Train drivers union, ASLEF, will move the motion on Friday at the Scottish Labour conference to reject the tax on staff to park at their place of work.
- Both ASLEF and Scottish Labour say that the workplace parking tax will not help in investing in public transport and to tackle the growing threat of climate change.
- After an agreement between the Scottish Government and the Scottish Greens to support its annual budget, Scottish council’s will have the power to introduce the Workplace levy.
- At the local council election in 2017, Scottish Labour councillors in Edinburgh and Glasgow proposed to introduce the workplace parking levy to help compact such issues like traffic congestion.
- Scottish Greens transport spokesperson John Finnie MSP: “Labour’s shameless hypocrisy on this issue is embarrassing.”
- SNP’s George Adam: “The workplace parking levy is about empowering councils – allowing them to decide upon which policies work best locally.”
SCOTTISH LABOUR party members will vote at their conference this weekend on a motion to reject the Scottish Government’s workplace parking levy.
Those attending the conference this weekend will debate and vote on a motion that was submitted by the trade union ASLEF on Friday afternoon.
The Scottish Government announced In January plans to hand Scotland’s 32 local authorities power to introduce a workplace parking levy if they so wish after reaching an agreement with the Scottish Greens to support its annual budget.
However, the train drivers union will argue that there isn’t sufficient investment in Scotland’s public transport system and will call on the Scottish Government to improve ScotRail and Scotland’s bus network.
Scottish Labour’s transport spokesperson Colin Smyth said that the workplace parking levy would also not tackle the growing threat of climate change.
“It will hit lower paid workers hardest and will do nothing to plug the huge holes in council budgets which are facing £230 million more cuts this year, putting lifeline services at risk for some of the poorest in our communities,” Smyth said.
“Labour supports more power to local government, but this is a regressive tax on working people.
“The company boss will pay the same as the company cleaner.
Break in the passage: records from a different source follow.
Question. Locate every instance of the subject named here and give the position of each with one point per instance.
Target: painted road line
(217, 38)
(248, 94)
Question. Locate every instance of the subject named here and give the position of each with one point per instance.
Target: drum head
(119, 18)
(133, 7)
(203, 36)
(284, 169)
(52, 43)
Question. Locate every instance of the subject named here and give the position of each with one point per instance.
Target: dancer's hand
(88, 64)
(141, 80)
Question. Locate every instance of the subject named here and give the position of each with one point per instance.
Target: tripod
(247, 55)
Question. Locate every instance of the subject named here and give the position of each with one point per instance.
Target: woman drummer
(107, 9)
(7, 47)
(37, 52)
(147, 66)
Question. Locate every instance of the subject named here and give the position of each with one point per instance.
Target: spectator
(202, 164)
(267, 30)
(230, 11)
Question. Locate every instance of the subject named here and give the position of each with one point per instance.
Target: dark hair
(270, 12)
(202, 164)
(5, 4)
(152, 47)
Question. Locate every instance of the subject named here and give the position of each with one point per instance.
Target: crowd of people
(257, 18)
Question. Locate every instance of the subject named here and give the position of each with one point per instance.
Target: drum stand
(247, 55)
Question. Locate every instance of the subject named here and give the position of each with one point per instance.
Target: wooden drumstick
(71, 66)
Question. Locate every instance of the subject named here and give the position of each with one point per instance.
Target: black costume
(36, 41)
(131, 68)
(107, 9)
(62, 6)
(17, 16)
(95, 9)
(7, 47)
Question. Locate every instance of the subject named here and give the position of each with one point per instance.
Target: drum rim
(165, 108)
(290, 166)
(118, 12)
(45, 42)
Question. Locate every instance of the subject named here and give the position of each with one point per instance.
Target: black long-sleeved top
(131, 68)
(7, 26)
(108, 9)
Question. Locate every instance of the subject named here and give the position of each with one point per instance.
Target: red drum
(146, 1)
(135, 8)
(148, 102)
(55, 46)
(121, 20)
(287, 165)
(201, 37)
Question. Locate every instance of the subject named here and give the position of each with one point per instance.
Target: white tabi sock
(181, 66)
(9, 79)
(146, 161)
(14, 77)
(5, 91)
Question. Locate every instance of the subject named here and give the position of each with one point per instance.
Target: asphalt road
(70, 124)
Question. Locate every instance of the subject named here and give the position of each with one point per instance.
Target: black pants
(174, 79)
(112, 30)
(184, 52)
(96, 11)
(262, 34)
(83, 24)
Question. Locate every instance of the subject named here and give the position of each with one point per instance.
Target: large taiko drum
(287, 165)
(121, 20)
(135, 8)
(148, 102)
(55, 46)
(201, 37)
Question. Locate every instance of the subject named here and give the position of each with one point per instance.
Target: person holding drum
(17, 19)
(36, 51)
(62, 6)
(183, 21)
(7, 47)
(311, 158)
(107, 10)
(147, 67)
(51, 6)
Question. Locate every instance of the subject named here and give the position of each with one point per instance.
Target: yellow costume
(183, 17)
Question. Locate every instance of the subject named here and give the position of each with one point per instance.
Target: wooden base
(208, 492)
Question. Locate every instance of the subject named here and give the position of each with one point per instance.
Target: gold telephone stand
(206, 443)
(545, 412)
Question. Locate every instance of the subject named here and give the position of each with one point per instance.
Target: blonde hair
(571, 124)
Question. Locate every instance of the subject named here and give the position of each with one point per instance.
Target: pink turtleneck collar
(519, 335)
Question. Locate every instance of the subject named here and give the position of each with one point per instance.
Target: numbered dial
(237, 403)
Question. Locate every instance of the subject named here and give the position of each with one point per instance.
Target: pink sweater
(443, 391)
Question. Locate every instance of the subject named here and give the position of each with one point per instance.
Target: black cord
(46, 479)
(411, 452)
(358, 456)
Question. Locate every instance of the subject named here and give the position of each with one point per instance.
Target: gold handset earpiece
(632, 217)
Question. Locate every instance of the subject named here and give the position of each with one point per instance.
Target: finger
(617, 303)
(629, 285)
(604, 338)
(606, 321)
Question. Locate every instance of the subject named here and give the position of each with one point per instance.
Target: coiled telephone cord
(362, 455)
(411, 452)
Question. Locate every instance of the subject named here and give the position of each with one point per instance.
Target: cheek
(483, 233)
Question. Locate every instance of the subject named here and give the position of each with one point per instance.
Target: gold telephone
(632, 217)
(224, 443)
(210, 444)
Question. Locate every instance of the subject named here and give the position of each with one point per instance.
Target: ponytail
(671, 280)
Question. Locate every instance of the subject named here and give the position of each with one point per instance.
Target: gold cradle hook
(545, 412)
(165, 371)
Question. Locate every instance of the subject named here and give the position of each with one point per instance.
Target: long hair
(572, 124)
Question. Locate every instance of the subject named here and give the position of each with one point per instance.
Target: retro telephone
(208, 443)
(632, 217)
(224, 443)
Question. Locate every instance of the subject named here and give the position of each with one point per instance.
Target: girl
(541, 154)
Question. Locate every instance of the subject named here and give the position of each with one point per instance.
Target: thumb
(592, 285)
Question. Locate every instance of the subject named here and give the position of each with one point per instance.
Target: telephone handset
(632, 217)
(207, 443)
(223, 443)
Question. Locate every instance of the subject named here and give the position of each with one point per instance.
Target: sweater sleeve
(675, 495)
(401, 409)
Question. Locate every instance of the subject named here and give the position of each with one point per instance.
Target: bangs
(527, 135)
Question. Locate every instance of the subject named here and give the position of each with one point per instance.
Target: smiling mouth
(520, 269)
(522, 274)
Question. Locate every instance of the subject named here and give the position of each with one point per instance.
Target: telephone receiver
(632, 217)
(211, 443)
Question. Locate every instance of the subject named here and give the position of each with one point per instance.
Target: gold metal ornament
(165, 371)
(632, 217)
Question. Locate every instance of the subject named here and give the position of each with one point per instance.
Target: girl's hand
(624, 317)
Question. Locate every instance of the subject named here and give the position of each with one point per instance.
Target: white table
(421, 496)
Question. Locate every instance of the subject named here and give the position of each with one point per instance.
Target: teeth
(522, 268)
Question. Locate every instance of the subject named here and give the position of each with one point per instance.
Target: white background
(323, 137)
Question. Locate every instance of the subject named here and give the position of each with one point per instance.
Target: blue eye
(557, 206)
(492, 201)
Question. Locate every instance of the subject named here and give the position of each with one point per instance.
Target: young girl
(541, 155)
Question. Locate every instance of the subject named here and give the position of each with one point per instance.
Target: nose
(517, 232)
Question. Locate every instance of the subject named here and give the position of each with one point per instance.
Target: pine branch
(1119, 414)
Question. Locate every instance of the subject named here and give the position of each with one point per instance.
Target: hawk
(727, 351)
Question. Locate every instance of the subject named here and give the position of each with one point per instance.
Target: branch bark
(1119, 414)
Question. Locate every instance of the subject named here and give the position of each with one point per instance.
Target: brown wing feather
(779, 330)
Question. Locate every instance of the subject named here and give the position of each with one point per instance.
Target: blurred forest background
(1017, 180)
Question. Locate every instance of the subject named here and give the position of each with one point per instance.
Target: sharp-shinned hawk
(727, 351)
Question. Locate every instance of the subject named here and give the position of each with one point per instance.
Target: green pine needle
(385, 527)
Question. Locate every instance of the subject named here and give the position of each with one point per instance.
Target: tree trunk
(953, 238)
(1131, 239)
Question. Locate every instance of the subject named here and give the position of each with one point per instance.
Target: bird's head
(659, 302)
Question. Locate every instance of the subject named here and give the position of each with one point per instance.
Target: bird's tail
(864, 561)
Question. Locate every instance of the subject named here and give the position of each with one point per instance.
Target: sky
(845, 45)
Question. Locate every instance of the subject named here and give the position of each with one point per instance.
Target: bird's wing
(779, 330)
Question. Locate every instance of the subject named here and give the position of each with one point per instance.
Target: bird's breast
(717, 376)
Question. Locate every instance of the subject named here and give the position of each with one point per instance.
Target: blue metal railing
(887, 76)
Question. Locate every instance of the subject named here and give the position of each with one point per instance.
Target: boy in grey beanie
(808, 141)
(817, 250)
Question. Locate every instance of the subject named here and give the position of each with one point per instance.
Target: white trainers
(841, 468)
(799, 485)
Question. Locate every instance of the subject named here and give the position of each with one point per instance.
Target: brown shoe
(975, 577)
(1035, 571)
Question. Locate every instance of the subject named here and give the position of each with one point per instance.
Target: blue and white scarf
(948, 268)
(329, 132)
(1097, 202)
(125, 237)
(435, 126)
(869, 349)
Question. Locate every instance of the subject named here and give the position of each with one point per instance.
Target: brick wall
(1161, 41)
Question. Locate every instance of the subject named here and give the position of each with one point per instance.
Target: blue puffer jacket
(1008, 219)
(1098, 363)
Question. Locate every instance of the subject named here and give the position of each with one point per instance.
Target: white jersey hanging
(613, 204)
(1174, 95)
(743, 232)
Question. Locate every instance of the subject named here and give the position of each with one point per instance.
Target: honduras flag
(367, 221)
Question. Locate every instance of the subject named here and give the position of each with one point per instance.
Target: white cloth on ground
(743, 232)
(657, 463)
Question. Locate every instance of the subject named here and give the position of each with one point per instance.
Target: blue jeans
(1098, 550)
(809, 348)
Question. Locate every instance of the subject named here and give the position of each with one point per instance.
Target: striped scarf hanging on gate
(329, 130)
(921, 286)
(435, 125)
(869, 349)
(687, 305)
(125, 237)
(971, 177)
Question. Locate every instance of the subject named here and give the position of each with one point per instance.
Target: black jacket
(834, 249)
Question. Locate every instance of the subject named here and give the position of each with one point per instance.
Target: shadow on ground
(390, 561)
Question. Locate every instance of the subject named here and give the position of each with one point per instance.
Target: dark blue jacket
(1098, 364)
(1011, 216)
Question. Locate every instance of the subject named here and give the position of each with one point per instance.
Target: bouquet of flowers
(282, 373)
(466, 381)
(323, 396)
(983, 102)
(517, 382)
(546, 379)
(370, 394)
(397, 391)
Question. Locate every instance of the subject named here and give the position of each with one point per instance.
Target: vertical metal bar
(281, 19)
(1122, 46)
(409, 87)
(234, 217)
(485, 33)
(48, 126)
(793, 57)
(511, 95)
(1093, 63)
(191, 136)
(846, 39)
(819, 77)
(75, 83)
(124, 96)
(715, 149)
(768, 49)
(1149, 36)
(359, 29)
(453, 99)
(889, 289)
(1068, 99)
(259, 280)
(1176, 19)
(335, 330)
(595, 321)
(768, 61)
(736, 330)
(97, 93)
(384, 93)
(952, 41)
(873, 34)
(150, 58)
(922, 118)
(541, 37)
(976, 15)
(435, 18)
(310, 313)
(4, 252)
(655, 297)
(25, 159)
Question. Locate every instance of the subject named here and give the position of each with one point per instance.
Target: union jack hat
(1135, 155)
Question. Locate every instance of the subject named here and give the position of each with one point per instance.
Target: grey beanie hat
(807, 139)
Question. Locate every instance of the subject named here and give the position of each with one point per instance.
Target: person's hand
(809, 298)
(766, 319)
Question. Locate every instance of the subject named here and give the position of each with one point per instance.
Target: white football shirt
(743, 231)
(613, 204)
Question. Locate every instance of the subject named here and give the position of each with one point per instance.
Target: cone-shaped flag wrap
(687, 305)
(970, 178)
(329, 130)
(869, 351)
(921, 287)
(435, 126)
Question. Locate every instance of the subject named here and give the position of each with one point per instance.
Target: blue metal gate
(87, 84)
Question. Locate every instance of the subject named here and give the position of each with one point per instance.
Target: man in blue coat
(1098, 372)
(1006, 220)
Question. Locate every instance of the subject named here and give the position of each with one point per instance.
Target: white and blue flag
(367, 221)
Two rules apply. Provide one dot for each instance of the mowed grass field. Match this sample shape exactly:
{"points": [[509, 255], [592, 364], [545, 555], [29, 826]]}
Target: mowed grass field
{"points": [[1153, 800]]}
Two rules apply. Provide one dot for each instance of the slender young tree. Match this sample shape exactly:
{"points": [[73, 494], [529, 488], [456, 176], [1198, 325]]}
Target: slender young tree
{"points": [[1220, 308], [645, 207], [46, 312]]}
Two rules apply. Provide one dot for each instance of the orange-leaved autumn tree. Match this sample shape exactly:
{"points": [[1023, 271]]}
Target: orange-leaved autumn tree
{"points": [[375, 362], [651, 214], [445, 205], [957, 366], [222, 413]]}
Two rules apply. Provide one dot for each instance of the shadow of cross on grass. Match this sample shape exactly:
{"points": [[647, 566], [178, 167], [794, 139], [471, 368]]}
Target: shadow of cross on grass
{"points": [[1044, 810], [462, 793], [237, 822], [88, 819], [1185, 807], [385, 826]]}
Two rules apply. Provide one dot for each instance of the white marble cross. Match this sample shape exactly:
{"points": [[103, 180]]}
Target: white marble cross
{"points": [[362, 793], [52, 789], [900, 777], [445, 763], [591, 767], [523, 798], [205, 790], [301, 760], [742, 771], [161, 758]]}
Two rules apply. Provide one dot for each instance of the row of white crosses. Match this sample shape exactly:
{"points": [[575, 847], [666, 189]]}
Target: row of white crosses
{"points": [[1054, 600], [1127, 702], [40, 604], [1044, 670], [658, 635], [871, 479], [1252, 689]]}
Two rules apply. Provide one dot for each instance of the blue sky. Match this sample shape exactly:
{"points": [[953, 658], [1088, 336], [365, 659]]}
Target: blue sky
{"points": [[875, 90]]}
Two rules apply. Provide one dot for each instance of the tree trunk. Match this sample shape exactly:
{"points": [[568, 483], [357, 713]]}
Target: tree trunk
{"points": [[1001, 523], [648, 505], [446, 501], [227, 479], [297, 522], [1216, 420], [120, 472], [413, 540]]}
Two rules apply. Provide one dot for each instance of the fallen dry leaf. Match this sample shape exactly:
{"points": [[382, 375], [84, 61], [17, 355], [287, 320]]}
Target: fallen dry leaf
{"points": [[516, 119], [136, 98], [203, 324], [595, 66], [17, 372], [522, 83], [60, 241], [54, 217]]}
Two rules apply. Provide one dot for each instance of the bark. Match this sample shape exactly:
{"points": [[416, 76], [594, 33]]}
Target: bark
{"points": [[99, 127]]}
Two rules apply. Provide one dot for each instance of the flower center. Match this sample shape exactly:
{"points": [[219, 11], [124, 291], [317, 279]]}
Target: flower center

The exemptions made by the SNP mean a health board chief executive on over £100,000 a year won’t pay but a carer working for a charity on the minimum wage will.”
While the details of the proposal have not yet been worked out, such levies would see employers pay an annual tax to their local council for every parking place they provide for their employees, and have the option of passing the cost on to staff. Employers who have fewer than ten staff are typically exempt. The Scottish Government has stressed that NHS workers would not have to pay.
In England, all local authorities already have the power to introduce a workplace parking levy. So far, the tax is rolled out in Nottingham where the cash raised is then invested back into public transport.
At the 2017 council elections, Scottish Labour’s councillors in Edinburgh and Glasgow stood on a ticket of exploring a workplace parking levy to tackle traffic congestion. The Edinburgh Evening News has said they understand the party’s MSP’s were involved in drawing up the manifestos.
Scottish Greens transport spokesperson John Finnie MSP said that Scottish Labour’s “shameless hypocrisy” on this issue is “embarrassing”.
The Highlands MSP added: “Our proposals to devolve decision-making powers to councils reflect measures the Labour Government took in England 20 years ago.
“The workplace parking levy has been introduced successfully by a Labour council in Nottingham, raising millions for public transport, while cutting emissions and air pollution. Labour included proposals for a workplace parking levy in its 2017 local authority election manifestos in Edinburgh and Glasgow. Yet, it has decided to ditch this good work to chase headlines in the Daily Mail, offering no solution to tackle the thousands of air pollution-related deaths that occur each year in Scotland.”
SNP’s George Adam MSP commented: “The workplace parking levy is about empowering councils – allowing them to decide upon which policies work best locally.
“The only local authority anywhere in the UK that currently charges people to park at their work is Labour-run Nottingham council.
“Just two years ago Labour councillors stood on a manifesto to deliver these powers to local authorities. Now they’re gearing up for a major conference debate to tear apart their own policy.
“Labour are all over the place and its little wonder they continue to languish in a distant third place in Scottish politics.”